Lawyers for OpenAI argue that the latest demands, involving the company’s co-founder Ilya Satskeva and seven other current and former employees, are too large and numerous, and the company is facing a high-profile copyright lawsuit. is seeking negotiations to reduce the number of documents that must be reviewed and disclosed.
In a letter to a judge filed Wednesday in New York federal court, OpenAI attorney Carolyn M. Homer said the files requested by the Writers Guild from eight additional people “contain more than 886,000 documents.” He said it would total several hundred gigabytes of data.
These eight “custodians” (people believed to have relevant evidence to present in pre-trial discovery proceedings) include former chief scientist and co-founder Sutskever, who left the company in May; This includes Jan Rijke, a researcher who joined rival company Anthropic.
The lawsuit focuses on claims that OpenAI’s models were trained based on the book without the author’s permission.

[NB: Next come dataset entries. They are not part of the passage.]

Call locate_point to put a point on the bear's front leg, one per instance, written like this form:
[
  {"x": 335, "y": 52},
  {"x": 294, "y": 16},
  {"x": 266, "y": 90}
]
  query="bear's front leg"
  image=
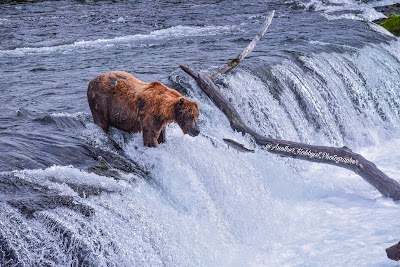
[
  {"x": 161, "y": 138},
  {"x": 150, "y": 138}
]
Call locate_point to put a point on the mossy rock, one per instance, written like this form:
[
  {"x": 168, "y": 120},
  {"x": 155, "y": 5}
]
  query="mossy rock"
[{"x": 392, "y": 24}]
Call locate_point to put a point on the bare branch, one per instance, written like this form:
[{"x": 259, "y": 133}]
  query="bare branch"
[
  {"x": 341, "y": 157},
  {"x": 246, "y": 52}
]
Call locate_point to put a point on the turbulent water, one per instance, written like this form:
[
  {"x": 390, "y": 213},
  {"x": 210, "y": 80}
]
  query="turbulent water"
[{"x": 71, "y": 195}]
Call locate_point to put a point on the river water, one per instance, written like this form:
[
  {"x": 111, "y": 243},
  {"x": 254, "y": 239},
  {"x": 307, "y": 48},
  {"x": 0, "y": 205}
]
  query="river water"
[{"x": 70, "y": 195}]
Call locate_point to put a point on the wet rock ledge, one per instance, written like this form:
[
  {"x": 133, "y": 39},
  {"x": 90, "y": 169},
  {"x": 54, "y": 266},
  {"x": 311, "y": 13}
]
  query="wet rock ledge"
[{"x": 392, "y": 20}]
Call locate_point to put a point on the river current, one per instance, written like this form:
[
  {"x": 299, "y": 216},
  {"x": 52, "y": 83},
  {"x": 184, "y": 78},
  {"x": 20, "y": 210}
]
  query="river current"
[{"x": 70, "y": 195}]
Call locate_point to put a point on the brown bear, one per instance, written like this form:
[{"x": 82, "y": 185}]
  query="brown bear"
[{"x": 119, "y": 99}]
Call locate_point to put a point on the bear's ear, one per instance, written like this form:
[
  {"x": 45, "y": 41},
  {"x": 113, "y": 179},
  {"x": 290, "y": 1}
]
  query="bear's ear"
[{"x": 181, "y": 101}]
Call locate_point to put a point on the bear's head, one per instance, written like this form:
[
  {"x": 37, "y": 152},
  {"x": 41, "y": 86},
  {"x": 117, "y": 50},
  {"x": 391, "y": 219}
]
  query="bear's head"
[{"x": 186, "y": 115}]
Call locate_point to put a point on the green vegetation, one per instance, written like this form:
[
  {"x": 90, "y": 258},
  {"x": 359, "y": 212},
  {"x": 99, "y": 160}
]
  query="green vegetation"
[{"x": 392, "y": 24}]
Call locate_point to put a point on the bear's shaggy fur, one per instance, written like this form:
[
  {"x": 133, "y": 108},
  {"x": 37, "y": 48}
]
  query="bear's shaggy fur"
[{"x": 119, "y": 99}]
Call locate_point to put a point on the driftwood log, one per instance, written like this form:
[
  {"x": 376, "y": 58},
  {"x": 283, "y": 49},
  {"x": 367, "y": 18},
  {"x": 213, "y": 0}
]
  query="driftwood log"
[{"x": 338, "y": 156}]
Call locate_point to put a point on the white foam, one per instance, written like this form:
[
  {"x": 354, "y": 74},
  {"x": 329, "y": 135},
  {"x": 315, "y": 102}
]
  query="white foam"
[
  {"x": 357, "y": 10},
  {"x": 168, "y": 33}
]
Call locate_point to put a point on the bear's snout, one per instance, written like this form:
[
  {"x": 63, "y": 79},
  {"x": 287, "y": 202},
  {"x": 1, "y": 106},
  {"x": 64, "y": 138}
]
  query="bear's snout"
[{"x": 194, "y": 130}]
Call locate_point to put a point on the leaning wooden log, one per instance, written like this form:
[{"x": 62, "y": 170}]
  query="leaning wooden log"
[
  {"x": 393, "y": 252},
  {"x": 338, "y": 156}
]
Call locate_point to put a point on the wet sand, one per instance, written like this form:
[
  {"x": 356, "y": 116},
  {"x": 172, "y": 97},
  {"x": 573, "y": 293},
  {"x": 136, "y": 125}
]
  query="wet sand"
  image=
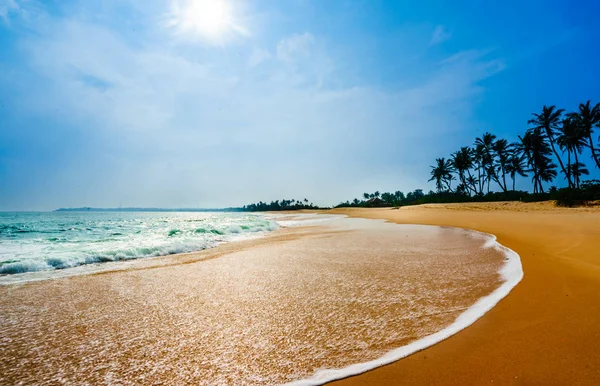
[
  {"x": 256, "y": 312},
  {"x": 545, "y": 332}
]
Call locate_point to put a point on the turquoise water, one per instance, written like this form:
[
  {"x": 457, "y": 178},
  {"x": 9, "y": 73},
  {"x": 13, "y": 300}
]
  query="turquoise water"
[{"x": 57, "y": 240}]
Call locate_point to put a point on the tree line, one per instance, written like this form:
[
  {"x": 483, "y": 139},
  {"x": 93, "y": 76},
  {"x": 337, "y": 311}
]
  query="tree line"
[
  {"x": 557, "y": 143},
  {"x": 279, "y": 205}
]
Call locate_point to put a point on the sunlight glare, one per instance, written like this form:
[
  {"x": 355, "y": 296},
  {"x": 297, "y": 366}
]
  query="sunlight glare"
[{"x": 209, "y": 19}]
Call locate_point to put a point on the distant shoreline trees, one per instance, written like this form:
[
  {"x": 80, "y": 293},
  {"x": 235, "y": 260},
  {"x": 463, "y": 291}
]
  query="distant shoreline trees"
[
  {"x": 553, "y": 134},
  {"x": 553, "y": 146},
  {"x": 279, "y": 205}
]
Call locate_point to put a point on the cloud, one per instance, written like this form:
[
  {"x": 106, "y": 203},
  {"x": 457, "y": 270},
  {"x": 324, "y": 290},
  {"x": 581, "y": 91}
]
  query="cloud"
[
  {"x": 258, "y": 56},
  {"x": 214, "y": 22},
  {"x": 149, "y": 125},
  {"x": 440, "y": 35},
  {"x": 297, "y": 46},
  {"x": 6, "y": 8}
]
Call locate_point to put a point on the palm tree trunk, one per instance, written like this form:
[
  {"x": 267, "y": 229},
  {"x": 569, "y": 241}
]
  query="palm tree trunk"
[
  {"x": 569, "y": 164},
  {"x": 562, "y": 166},
  {"x": 576, "y": 162},
  {"x": 594, "y": 156}
]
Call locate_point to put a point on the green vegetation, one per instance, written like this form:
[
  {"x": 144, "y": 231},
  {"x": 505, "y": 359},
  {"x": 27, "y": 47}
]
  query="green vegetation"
[
  {"x": 552, "y": 146},
  {"x": 279, "y": 205}
]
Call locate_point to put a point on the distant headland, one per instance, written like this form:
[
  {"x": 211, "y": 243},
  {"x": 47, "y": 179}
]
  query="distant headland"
[{"x": 90, "y": 209}]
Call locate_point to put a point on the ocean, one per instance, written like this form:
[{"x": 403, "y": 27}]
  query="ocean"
[
  {"x": 305, "y": 306},
  {"x": 57, "y": 240}
]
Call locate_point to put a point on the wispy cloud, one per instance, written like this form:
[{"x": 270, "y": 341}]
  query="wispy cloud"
[
  {"x": 214, "y": 22},
  {"x": 176, "y": 127},
  {"x": 8, "y": 7},
  {"x": 439, "y": 35}
]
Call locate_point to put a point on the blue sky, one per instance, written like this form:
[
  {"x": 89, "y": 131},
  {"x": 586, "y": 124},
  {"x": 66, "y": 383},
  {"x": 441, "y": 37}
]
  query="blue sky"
[{"x": 154, "y": 103}]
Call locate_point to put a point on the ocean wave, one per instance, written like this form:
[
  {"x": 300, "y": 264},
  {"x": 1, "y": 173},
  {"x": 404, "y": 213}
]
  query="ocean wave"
[{"x": 104, "y": 243}]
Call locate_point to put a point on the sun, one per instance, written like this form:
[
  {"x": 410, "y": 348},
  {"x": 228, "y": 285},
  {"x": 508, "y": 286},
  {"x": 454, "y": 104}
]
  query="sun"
[{"x": 212, "y": 20}]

Homer also named OpenAI technical staff members Chelsea Boss, Shantanu Jani, and Kim Jong-wook, pre-training data lead Kiming Yuan, and former employees Andrew Mayne and Karen O’Keefe, among others, in the dispute. He also named other administrators inside.
OpenAI has already agreed to create documents from 24 admins, but the proposed search parameters and requests to create files related to the 8 new admins will result in their files being They oppose it because they are concerned that it would significantly increase the resources required for search.
According to OpenAI’s lawyers, the company’s search criteria for its 24 existing custodians would require examining “over 460,000 documents” totaling 359 gigabytes. Homer said that using the conditions proposed by the Authors Guild, OpenAI would have to review more than 1 million documents.
Considering the search criteria that OpenAI proposed for the eight custodians in dispute, the file size would exceed 375 gigabytes, exceeding the size of the files from the 24 custodians that the parties had already agreed to, Homer said. he said.
The lawyer also said that OpenAI estimated the overlap rate to be 71% based on search terms suggested between the eight disputed custodians and 24 existing custodians.
OpenAI’s lawyers say the “substantial number of hits” and concerns about high duplication rates mean they will continue trying to reach an agreement with plaintiffs over Sutskever’s files and other disputed custodians. He said there was.
The controversy marks the latest development in an ongoing class action lawsuit filed against OpenAI by the Authors Guild, which supports authors. Unsealed documents reviewed by BI this year show that the ChatGPT maker deleted two datasets, “books1” and “books2,” that were used to train an older AI model called GPT-3.
OpenAI also faces several other lawsuits over copyright infringement, including one filed against the company by the New York Times.
Lawyers for the Authors Guild said in a filing that the dataset could have included “more than 100,000 published books.”
OpenAI and the Authors Guild did not immediately respond to Business Insider’s requests for comment.